"I like having salads at the beginning of the day," says Molly. "I can go through the day knowing I've had all my vegetables and can have more cake later on."
1 tablespoon canola oil
1 cup thinly sliced shallots
6 bacon slices
1/2 cup raw almonds
10 ounce lacinato kale, stems removed and roughly torn
1/2 cup pomegranate arils
3 tablespoons pomegranate juice
3 tablespoons olive oil
2 tablespoons balsamic vinegar
1/4 teaspoon kosher salt
1/4 teaspoon black pepper
Est. added sugars 0g
How to Make It
Heat a large skillet over medium-high. Add canola oil and shallots; cook 6 minutes or until slightly crispy, stirring. Remove from pan.

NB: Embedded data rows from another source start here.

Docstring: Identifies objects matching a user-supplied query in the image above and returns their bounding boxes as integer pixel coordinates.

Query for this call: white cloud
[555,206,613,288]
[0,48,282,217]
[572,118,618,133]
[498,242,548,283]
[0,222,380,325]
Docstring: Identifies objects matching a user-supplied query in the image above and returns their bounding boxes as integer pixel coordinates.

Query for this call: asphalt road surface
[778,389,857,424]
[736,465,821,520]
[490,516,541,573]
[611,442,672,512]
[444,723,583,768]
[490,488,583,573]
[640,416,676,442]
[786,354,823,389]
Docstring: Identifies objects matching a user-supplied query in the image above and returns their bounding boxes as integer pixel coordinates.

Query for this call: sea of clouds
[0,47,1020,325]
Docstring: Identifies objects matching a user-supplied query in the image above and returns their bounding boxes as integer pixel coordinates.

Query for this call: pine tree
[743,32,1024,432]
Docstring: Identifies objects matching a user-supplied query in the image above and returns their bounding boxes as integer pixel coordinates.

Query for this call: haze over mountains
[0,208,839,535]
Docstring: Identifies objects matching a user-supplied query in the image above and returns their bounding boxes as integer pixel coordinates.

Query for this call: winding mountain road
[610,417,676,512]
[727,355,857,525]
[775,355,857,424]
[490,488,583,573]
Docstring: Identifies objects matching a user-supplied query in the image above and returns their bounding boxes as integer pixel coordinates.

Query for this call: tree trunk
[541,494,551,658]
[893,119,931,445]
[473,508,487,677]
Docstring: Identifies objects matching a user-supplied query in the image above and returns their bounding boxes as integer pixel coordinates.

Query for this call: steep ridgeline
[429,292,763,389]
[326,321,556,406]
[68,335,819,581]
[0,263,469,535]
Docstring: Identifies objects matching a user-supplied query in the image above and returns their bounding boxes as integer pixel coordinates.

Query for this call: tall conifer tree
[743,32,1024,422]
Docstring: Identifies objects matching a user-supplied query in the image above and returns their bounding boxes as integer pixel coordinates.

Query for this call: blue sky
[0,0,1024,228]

Cook bacon in skillet over medium until crisp. Remove from pan, reserving drippings. Coarsely chop bacon. Heat drippings in pan over medium-high. Add almonds; cook until lightly browned, stirring frequently, about 2 minutes. Transfer almonds to a paper towel. Discard drippings. Coarsely chop almonds. Place kale, pomegranate arils, shallots, bacon, and almonds in a bowl.
Combine pomegranate juice, olive oil, vinegar, salt, and pepper. Drizzle over salad; toss to coat.